Corrigan had given them a series of FBI sketches and one blurry photograph, along with some physical descriptions from Russian FSB files. Kiro had a scar on his cheek and stood only five-four, but it was a fair question.

“Shit yeah,” said Ferguson.

Rankin sniggered. “We oughta just kill ‘em all and be done with it.”

“We may,” said Ferguson.

Rankin moved back near the hide, taking Conners’s position. He had the grenade launcher, which was armed with a ponderously long charge that protruded from the mouth of the weapon like a rectangular lollipop. The tube contained a large Teflon net and a stun charge. The net would cover a twenty-foot-round area when it exploded; though the netting was strong, its effect was probably more disorienting than anything else. The charge that fired it was roughly the equivalent of a flash-bang grenade, generally not harmful unless it happened to land exactly in your face.

Which of course would be where he’d aim it.

Ferguson walked back and forth between the positions, his body racing with adrenaline. He had reloaded the shotgun with nonlethal shot and slung it over his shoulder with the submachine gun, both weapons ready. Conners took the safety position, deep in the backfield. He had a Minimi M249 machine gun with a two-hundred round belt — anyone who made it past the others wasn’t staying alive very long.

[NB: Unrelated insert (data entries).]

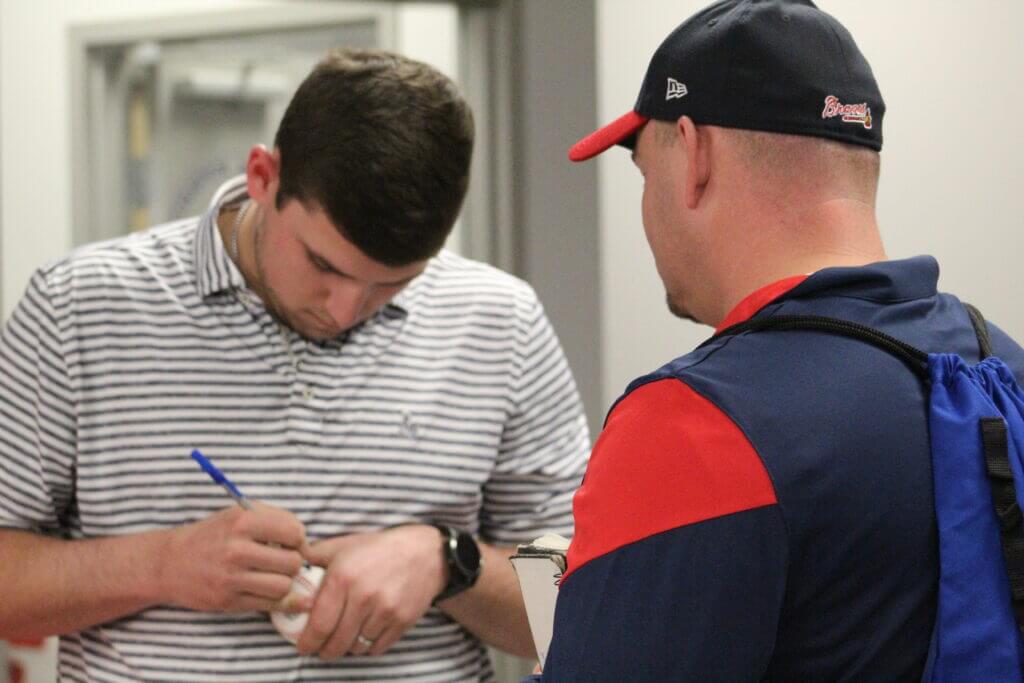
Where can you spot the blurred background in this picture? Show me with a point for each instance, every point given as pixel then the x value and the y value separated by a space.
pixel 116 115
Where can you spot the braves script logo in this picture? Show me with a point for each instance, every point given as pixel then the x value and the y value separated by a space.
pixel 851 113
pixel 676 89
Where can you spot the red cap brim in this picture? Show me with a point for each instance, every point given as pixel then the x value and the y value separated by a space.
pixel 602 138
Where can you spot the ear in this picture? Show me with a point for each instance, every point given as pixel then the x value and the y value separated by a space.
pixel 697 161
pixel 262 174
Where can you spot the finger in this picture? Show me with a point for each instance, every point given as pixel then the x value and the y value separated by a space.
pixel 252 603
pixel 366 638
pixel 294 603
pixel 279 526
pixel 355 614
pixel 323 621
pixel 323 552
pixel 271 559
pixel 390 636
pixel 373 630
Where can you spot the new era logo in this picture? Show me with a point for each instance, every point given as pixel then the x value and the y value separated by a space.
pixel 676 89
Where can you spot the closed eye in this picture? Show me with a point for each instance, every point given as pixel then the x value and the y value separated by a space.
pixel 321 264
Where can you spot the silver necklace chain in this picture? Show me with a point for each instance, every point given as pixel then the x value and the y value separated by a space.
pixel 233 249
pixel 235 231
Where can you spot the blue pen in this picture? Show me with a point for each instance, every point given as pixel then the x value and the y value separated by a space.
pixel 219 477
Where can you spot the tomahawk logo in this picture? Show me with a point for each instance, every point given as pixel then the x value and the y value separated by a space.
pixel 860 114
pixel 676 89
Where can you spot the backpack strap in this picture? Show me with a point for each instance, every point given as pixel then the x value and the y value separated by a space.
pixel 914 358
pixel 993 438
pixel 993 430
pixel 980 331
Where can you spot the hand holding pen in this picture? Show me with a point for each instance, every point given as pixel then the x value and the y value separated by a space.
pixel 241 558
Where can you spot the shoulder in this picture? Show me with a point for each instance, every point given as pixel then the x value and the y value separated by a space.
pixel 161 251
pixel 674 458
pixel 453 285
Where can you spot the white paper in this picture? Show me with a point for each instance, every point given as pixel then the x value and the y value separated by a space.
pixel 539 567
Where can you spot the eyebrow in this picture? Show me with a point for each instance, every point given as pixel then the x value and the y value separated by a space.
pixel 396 283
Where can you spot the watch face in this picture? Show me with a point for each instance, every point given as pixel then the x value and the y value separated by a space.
pixel 467 554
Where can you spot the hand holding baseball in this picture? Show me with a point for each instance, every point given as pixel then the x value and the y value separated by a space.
pixel 376 586
pixel 235 560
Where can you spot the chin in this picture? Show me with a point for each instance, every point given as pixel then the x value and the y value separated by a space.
pixel 677 308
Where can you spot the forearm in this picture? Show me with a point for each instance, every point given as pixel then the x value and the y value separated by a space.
pixel 493 609
pixel 54 587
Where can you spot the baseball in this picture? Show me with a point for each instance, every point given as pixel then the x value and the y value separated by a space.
pixel 305 583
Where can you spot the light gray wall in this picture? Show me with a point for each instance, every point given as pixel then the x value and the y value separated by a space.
pixel 952 163
pixel 556 240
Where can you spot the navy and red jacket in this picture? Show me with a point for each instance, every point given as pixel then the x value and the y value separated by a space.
pixel 762 509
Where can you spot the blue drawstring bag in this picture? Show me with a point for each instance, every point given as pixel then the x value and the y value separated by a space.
pixel 976 426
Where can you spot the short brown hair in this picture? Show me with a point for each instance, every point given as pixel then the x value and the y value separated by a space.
pixel 382 143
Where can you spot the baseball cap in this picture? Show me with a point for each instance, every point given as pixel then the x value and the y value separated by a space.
pixel 777 66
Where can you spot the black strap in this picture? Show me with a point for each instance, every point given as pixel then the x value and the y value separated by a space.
pixel 980 331
pixel 993 430
pixel 912 356
pixel 993 438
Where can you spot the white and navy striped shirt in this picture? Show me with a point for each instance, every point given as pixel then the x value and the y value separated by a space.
pixel 453 403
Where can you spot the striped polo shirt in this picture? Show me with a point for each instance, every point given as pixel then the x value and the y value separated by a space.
pixel 454 402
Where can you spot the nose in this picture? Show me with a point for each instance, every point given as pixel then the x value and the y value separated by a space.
pixel 346 302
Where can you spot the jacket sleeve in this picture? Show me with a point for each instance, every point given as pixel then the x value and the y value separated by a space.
pixel 677 570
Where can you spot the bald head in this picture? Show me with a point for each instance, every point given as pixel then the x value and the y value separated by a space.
pixel 727 211
pixel 778 164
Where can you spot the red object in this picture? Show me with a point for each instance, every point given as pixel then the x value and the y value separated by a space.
pixel 668 458
pixel 602 138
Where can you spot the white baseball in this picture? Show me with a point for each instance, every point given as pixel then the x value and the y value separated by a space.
pixel 305 583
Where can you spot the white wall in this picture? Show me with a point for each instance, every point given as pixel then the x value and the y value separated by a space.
pixel 35 157
pixel 952 161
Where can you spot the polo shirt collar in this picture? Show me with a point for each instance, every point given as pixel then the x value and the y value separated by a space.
pixel 215 271
pixel 885 282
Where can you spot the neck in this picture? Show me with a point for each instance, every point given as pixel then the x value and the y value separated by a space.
pixel 236 230
pixel 832 233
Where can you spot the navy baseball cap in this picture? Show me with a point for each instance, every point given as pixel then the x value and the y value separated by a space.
pixel 777 66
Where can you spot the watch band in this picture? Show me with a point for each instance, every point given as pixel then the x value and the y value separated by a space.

While small for a machine gun, the weapon weighed fifteen pounds empty and without its scope, and having lugged it this far, Conners would just as soon use it.

The men used various ploys to stay awake, biting lips, rocking, thinking about how cold they were. Ferguson was mostly worried about Guns and kept checking on him, but the Marine had endured worse in boot camp, or at least was thoroughly convinced that he had. The memory of getting through that — along with the fear that he might let his friends down or, even worse, disgrace the Corps — was more than enough to keep him alert.

A little past five, they heard a helicopter in the distance. Each man stretched his arms and legs, then fell into position — Guns propping himself against a tree, Conners and Rankin on one knee, Ferg standing and watching. The sound grew, but then faded.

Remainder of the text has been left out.